Figments (2000)
For High Voice and Piano
Duration: 23’
Movement Titles: Gravity (2:02) | Why We Have Cats (1:41) | The End of Daylight Savings Time (1:38) | Zoo Prepares to Adopt Metric System (1:51) | Lines After Marianne Moore (2:05) | Deer in Mist and Almonds (3:23) | The Poetry of Sausages: Morcilla (2:38)
Text: Alice Wirth Gray (E)
First Performance: 24 April 2002 / Bruno Walter Auditorium, Lincoln Center, New York City / Paul Sperry, tenor / Daron Hagen, piano
Dedication: "Commissioned by and dedicated to Paul Sperry.”
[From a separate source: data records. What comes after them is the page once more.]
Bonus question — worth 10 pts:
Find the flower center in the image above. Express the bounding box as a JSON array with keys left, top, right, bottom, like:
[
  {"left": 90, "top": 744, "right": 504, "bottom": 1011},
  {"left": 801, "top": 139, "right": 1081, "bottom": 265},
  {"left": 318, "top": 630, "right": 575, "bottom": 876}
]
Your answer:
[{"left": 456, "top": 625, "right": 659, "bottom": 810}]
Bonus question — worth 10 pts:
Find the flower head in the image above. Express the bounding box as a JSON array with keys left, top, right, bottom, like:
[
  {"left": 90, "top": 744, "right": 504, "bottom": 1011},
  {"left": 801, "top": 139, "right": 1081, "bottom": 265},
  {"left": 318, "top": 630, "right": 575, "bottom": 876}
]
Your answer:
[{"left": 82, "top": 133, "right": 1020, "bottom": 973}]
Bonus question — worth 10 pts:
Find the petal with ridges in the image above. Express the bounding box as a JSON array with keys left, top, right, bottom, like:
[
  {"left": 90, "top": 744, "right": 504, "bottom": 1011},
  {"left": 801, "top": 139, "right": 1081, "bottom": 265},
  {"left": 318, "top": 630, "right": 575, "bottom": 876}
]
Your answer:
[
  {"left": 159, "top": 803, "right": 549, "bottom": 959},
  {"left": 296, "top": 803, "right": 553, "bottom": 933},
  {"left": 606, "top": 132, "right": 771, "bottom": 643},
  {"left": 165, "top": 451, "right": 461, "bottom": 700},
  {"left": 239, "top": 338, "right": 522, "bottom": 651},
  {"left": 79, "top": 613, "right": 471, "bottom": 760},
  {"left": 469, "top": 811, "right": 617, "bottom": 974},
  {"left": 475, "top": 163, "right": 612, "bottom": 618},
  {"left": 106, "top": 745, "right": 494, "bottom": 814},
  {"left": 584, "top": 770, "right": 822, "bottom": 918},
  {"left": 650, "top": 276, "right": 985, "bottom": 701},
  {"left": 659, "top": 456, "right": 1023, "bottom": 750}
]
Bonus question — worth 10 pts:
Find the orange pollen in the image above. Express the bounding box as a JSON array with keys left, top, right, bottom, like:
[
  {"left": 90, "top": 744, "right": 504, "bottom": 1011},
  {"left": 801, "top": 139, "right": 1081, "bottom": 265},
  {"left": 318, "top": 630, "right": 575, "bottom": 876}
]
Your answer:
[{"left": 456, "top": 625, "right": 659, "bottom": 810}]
Publisher: Carl Fischer | Purchase Sheet Music
Program Note:
Opening with pompous majesty, Gravity careens through a quick rondo of tipsy waltz music and declamatory bluster. For Why We Have Cats, the story of a woman who gained pets because her neighbor abandoned her's, Hagen rolls out the suburban lutheran choral music of his youth. The End of Daylight Savings Time prompts a foray into the weird -- a long string of parallel quartal chords paints a foggy nocturnal scene. The petty bureaucrat announcing the committee's decision regarding Ground Squirrel's request for an extension in Zoo Prepares to Adopt Metric System is treated to high operatic dudgeon -- Hagen alludes to Benjamin Britten's music for the officers in his favourite opera, Billy Budd. The tone turns sincere as Hagen gives a lush chordal accompaniment to Lines After Marianne Moore, which acts as an introduction to the gentle Gymnopaedie of Deer in Mist and Almonds. The final song, The Poetry of Sausages: Morcilla, is a frank celebration of the earthly pleasures. Brief quotations from Mozart's C Minor Mass and Bach's Saint Matthew Passion are swept away by the boisterous music with which the song starts as the singer proclaims, "For us the songs of the sausage, the sun, the tree, the wine, do fine!"
Commissioned by and dedicated to Paul Sperry, the cycle was first performed by Mr. Sperry, accompanied by the composer, at the Bruno Walter Auditorium at Lincoln Center in New York City on 24 April 2002. Together they recorded the cycle for the Albany label at Town Hall in New York City during winter 2003.